HomeAboutPostsTagsProjectsRSS

Python

Updated
Words1299
TagsRead4 minutes

Introducing Transducers: A Powerful Tool for Functional Programming

I recently learned the concept of transducer and implement it in [[Gleam]] language.

GitHub - nohzafk/gtransducer: Transducer in Gleam language

Transducers originated in Clojure, designed to tackle specific challenges in functional programming and data processing. If you’re working with large datasets, streaming data, or complex transformations, understanding transducers can significantly enhance the efficiency and composability of your code.

What Are Transducers?

At their core, transducers are composable functions that transform data.
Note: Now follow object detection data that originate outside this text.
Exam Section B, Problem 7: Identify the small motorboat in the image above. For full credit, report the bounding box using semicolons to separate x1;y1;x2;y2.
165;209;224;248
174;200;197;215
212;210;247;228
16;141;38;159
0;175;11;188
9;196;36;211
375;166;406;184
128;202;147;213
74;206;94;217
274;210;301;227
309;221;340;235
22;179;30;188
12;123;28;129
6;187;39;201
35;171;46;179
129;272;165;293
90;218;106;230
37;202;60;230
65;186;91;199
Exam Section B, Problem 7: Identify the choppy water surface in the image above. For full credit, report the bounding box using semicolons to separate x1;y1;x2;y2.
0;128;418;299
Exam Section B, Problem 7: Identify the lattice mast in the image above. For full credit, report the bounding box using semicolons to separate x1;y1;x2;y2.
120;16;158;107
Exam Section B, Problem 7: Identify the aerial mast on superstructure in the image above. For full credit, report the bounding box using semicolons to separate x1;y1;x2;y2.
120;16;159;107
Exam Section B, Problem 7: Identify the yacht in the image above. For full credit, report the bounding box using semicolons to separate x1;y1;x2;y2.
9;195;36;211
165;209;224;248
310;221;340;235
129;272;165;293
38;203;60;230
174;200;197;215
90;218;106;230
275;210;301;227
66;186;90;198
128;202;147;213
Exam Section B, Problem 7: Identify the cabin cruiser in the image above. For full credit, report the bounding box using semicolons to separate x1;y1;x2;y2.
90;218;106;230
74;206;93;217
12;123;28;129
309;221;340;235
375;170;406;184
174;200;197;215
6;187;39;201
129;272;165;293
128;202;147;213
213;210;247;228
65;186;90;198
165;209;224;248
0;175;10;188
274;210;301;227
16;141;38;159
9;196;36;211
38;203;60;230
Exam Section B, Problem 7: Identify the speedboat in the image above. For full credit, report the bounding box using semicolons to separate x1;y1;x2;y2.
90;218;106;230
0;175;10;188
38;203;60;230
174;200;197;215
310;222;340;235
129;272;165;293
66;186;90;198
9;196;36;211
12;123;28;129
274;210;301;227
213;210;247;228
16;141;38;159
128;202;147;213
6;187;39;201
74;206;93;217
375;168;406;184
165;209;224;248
Unlike traditional functional programming techniques like map, filter, and reduce, which are tied to specific data structures, transducers abstract the transformation logic from the input and output, making them highly reusable and flexible.

Key Advantages of Transducers

1. Composability and Reusability

Transducers allow you to compose and reuse transformation logic across different contexts. By decoupling transformations from data structures, you can apply the same logic to lists, streams, channels, or any other sequential data structure. This makes your code more modular and adaptable.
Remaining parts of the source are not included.